# PCV And OTRCAI



## doww301 (Oct 30, 2011)

Getting ready to glass my otrcai. Concerned about pcv with this setup. I have ordered an oil catch can that has a breather on top. I wanted to delete the pcv and just vent each side with a 3/8" hose. One coming from the driver side valve cover and one coming from the valley cover vent-then cap everything else. Had an idea to tee them together, run the third line on the tee to the catch can and then let the outlet line from the catch can vent near bottom of the car. On the other hand, I could just run the valley cover outlet into the catch can and run the other line from there back into the intake manifold and call it good. I dont want to find any more oil on the back of my throttle body; and also, I would prefer to simply get only clean air into my intake manifold. If I can just vent both sides do I still need to get fresh air input into the fitting on the passenger side valve cover, or can I just cap that? I've done lots of searching on this and all the forum postings I have read and re-read generate LOTS of differing opinions on what to best do with the pcv. Another thing I've noticed is that guys who keep the fresh air from the intake have to install some 3/8" fitting into their silicone intake hoses between the maf and the throttle body. I'd rather see a cleaner look to my setup, but if the fresh air line is absolutely necessary then I will just do that. Thanks for your help in advance!


----------



## svede1212 (Nov 1, 2005)

You can have a "clean look" or a dirty engine. Your proposal is to run a bunch of hoses that do little. You should also not have a breather on the catch can. You need to understand how it works before you start re-engineering. The hose off the intake coupler provides fresh air to the crankcase. That is after the MAF so that it is metered as that air is later run back to the intake manifold and into the engine. Running without that and just venting is like having a leak in your intake manifold.

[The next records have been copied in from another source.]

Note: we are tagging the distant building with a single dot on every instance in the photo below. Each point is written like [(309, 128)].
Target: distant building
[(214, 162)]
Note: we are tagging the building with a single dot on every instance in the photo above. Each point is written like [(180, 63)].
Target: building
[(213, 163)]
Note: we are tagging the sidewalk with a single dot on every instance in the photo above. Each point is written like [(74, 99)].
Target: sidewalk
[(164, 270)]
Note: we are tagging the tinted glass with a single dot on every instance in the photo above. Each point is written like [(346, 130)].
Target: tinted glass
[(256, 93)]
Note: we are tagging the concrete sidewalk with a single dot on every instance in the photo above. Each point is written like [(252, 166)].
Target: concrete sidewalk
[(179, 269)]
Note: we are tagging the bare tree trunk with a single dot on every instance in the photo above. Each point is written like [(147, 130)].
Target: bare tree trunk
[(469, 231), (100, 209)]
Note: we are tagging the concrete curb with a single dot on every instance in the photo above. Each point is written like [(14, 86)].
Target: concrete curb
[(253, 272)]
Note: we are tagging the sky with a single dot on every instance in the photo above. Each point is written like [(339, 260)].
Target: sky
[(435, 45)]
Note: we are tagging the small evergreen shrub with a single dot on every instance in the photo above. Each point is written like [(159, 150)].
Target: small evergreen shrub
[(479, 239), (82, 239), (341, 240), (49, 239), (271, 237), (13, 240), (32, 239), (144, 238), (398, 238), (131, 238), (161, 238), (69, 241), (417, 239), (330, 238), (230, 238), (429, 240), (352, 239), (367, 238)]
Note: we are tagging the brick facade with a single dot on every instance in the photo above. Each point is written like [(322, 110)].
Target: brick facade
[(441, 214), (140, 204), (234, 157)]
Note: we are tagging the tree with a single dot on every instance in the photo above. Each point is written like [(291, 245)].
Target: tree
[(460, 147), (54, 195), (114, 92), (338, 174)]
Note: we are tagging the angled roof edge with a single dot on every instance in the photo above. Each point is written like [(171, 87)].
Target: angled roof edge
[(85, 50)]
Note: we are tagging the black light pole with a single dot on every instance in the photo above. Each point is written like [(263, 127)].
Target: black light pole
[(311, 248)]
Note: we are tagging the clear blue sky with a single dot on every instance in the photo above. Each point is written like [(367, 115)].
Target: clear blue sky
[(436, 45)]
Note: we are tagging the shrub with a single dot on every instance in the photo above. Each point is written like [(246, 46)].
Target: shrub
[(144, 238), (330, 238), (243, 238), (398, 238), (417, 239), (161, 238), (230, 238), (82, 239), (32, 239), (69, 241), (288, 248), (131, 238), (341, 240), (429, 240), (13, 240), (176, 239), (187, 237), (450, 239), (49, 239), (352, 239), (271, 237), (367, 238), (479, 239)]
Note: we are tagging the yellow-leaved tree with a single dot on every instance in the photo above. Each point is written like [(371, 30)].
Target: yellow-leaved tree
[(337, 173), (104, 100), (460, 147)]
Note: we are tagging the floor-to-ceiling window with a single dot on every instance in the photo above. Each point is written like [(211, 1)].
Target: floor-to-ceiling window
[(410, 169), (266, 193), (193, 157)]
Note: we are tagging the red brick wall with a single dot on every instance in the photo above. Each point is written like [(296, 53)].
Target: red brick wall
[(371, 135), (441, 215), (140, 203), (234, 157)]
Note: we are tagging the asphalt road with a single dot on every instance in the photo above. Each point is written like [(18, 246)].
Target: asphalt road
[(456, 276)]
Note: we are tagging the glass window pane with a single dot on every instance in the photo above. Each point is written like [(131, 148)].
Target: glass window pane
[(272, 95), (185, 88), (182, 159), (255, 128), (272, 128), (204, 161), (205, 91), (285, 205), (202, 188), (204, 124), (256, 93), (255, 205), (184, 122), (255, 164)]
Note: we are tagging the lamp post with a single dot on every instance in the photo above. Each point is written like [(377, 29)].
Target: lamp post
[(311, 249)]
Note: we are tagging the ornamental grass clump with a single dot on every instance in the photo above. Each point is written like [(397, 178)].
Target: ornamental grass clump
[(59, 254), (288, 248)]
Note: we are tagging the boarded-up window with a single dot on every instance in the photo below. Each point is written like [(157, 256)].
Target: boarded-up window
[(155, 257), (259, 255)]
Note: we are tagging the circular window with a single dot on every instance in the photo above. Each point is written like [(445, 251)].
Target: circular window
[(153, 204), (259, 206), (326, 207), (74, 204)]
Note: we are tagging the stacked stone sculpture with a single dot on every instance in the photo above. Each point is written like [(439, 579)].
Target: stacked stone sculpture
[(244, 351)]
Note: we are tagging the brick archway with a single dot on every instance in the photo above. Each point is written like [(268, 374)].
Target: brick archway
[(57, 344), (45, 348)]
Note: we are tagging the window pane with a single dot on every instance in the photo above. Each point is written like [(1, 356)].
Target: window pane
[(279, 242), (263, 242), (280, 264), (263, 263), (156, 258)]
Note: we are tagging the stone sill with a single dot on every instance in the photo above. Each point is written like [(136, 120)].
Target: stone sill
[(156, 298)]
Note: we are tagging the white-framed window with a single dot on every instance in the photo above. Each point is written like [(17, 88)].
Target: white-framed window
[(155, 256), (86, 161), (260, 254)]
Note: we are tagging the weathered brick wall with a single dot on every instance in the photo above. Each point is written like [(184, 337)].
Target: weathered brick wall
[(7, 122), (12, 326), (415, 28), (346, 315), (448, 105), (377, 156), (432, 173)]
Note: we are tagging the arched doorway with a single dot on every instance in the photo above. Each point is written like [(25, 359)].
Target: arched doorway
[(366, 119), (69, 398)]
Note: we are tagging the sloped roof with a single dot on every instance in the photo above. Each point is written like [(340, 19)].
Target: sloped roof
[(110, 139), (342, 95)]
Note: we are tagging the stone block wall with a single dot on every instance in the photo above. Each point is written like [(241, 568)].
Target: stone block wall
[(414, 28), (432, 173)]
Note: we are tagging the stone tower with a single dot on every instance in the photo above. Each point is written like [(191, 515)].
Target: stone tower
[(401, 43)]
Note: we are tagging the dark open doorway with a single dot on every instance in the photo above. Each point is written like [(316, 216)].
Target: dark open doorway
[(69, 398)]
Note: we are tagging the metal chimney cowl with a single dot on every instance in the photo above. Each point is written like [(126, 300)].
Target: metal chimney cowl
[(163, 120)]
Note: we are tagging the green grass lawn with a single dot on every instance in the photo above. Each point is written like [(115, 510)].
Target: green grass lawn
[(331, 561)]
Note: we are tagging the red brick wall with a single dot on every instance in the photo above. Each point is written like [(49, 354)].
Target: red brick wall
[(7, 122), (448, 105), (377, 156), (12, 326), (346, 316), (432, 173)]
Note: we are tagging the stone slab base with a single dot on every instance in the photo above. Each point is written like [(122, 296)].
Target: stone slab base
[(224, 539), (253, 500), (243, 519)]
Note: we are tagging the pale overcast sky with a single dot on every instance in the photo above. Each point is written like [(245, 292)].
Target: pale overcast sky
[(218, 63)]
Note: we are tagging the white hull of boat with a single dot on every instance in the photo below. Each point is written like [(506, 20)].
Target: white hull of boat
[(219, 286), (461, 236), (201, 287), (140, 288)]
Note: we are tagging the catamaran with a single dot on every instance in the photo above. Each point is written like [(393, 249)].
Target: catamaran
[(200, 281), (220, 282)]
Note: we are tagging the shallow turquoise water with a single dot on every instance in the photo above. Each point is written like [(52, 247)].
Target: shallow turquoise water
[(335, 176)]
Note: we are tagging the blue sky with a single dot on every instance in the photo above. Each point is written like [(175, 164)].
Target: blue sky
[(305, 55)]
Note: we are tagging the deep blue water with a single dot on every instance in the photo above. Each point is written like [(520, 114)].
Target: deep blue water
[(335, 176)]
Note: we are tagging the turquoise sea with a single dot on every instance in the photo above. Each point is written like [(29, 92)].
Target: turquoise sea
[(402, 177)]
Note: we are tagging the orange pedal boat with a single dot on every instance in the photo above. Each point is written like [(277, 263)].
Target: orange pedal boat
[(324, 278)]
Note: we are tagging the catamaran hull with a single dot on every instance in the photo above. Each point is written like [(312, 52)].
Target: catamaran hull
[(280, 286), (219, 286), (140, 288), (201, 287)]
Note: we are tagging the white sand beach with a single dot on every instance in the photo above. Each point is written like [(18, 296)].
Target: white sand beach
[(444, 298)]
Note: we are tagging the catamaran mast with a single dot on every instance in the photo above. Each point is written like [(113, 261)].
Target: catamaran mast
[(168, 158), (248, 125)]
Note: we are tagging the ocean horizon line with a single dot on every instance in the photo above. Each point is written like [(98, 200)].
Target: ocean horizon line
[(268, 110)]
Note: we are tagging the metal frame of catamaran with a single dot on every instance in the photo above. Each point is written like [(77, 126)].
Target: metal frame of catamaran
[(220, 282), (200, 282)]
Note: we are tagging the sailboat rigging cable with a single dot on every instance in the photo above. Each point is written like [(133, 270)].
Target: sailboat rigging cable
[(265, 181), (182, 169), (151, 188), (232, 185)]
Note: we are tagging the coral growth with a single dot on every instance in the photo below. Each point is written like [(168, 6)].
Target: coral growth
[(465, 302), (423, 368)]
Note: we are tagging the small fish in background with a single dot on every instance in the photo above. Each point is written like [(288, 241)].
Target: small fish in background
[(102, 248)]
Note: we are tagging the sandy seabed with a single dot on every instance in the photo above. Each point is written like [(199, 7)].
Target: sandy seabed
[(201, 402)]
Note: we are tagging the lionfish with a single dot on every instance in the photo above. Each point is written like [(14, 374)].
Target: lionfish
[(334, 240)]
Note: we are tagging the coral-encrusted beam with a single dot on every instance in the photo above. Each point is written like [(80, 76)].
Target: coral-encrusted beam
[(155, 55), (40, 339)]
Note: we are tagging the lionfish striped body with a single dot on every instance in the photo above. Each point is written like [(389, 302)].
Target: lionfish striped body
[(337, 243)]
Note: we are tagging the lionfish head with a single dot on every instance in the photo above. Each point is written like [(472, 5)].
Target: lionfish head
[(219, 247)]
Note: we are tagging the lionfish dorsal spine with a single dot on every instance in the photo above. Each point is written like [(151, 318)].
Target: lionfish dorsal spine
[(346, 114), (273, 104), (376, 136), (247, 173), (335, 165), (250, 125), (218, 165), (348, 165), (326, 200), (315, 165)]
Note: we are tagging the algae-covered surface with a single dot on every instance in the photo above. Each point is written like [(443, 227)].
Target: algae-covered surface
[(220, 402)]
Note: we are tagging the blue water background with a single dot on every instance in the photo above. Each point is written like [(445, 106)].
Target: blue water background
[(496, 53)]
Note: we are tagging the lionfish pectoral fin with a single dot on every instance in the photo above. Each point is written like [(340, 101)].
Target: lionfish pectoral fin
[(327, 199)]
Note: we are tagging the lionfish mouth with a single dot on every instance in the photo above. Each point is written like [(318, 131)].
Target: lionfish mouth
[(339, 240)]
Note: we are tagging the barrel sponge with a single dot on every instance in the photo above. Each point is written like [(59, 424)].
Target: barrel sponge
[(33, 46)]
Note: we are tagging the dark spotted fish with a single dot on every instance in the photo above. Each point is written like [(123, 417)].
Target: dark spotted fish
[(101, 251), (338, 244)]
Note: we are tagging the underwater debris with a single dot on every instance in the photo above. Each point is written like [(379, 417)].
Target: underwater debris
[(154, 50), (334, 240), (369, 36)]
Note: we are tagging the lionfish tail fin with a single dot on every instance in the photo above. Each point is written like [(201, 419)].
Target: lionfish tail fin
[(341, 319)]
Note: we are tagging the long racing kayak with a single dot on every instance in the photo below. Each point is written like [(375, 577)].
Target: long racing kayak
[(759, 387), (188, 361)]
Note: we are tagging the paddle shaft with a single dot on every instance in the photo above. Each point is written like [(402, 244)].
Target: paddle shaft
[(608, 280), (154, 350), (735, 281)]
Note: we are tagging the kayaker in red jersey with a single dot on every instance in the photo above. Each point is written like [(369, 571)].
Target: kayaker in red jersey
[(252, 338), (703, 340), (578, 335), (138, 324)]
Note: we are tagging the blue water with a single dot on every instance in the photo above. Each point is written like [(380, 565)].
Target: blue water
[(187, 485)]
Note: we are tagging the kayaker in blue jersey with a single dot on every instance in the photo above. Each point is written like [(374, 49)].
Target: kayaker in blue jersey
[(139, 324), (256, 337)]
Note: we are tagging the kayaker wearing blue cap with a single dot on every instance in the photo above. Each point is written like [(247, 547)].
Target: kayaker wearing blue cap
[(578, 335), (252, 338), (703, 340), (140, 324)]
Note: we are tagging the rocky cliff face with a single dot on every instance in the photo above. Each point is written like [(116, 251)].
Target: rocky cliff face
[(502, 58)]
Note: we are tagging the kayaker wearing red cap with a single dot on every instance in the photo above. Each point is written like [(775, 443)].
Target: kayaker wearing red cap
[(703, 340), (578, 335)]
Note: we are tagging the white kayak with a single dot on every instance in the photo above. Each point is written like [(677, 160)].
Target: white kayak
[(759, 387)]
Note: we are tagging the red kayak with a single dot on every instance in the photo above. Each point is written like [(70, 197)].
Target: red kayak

FWIW the back, driver's side valve cover port is a very poor place to vent from as a large amount of oil can come from there. Your best bet is to stick with the stock routing. The only improvement would be to put a check valve on that hose off the coupler to prevent reversion of oily air going in front of the TB from excessive blow-by.


----------



## svede1212 (Nov 1, 2005)

Just in case you missed one of the posts where I showed this the barb does not have to be a POS like the Vararam uses. Get a plastic 3/8" hose to hose barb and cut off one end. The center part of those is a larger diameter so it won't fall though. Push it in through a hole in the MAF>TB coupler and push the hose on from the outside to secure it.


----------



## doww301 (Oct 30, 2011)

*Big Help!!*

Thanks Svede! I've got a better understanding of this now. There's a lot of mis-information out there about this topic, and for that matter, about everything associated with this car. Its clearly not enough just to take advice from a racer who doesn't run his car on the street. That's where I got the plan to just run the hoses. I think I will stick with the stock routing and just add the catch can between the lifter valley and the intake. I can remove the breather and just cap that off. so there's no gasses venting out into the engine compartment. Back in the carbureted days, with my superbee, I just ran a breather on each valve cover on my 383. It worked fine. Obviously that concept wont work here. Thanks again for your help!


----------



## svede1212 (Nov 1, 2005)

For optimum results that check valve on the inlet side is a good idea. Using engine vacuum is an improvement over the old passive venting. The biggest issue with that tho is that the most blow-by is created at WOT and that's also when there is no vacuum to pull those gasses out. With no bias to the air movement and pressure in the crankcase the gases can go back up the inlet tube ahead of the TB and go into the manifold bypassing the catch can.


----------